For my first couple reps at 185, I was still trying to power clean the weight. I managed to pull it off on the first weight, but I wasn't all the way under the bar, so I couldn't get my elbows up high enough. When that happens, instead of having weight land on my shoulders, it pushes down my forearms to my elbows, which hurts. I took a couple extra minutes, to make sure my arms were okay, and went for it again, but didn't get the bar up high enough—or, more importanly, myself down low enough—to catch the clean. It also felt like the bar was out too far in front of me.
185 lbs is still 30 lbs less than my best clean, so I was feeling a little frustrated that I was having so much trouble with it today. I took a step back, and decided to work on my clean pulls for a couple reps. First pull: keeping my back straight, and pushing my weight back to my heels, and my knees back out of the way. This was key. If I could finish the first pull with my weight on my heels, and my knees out of the way, I'd be in good position to send the bar straight up instead of out in front, away from my body. Second pull: driving my hips up, and pulling the bar back into it, hips fully extended. I hit three reps, with the bar coming up right against my belly, and on one rep actually bumping up against the bottom of my ribs. I'd never had that happen before, and I'm not sure it's good, but it's certainly a correction of what I had been doing wrong.
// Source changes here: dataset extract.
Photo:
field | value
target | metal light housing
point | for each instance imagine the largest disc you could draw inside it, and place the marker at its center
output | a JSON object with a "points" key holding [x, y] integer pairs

So I did a couple more reps as full squat cleans at 185, and was able to drop underneath much more readily. On the first rep, I tried to stand up with it to quickly, and ended up stepping forward. I managed to finish the rep, but the jerk was a little weak. My coach, Doug, wisely advised me to wait in the squat until I was stable, and not rush up out of it. I took his advice for the next rep, and felt much more solid. Even the jerk was completely stable.
My confidence was coming back, so I decided to try for 200 lbs, a ten pound clean and jerk PR and a four pound jerk PR. I approached the bar a couple times before I decided I was ready to lift it. Got some water. Finally, I stepped up to the bar, set my back, loaded my hips, and pulled the weight off the ground. I felt my voice start to groan, while in my head I was thinking, "Knees back. Knees back. Knees back." The groan became a roar. "EXPLODE!" I told myself. As the bar became weightless, I let myself drop under it. "ELBOWS!" I threw my elbows up, and as the weight landed on my shoulders, I started to drive it up. I was doing exactly what Doug had told me not to do! And the weight was clearly going forward. I had to chase it four or five paces to get my balance under it, but I could tell the whole time that I wasn't going to lose it. The jerk was over before I knew it. It wasn't the prettiest, but I had the bar overhead and I was standing upright underneath it. So I threw it on the ground. Sometimes that's the most satisfying part of the lift.
Before I went home, I did one more clean at 200 lbs, remembering to catch my balance before standing up with it. Then I missed the jerk. But I didn't mind. I had my PR. Next time I'm going to try to get a picture of me cleaning heavy weight with my ridiculous new moustache. It's gonna be awesome.
Oh, yeah. Did I forget to mention that?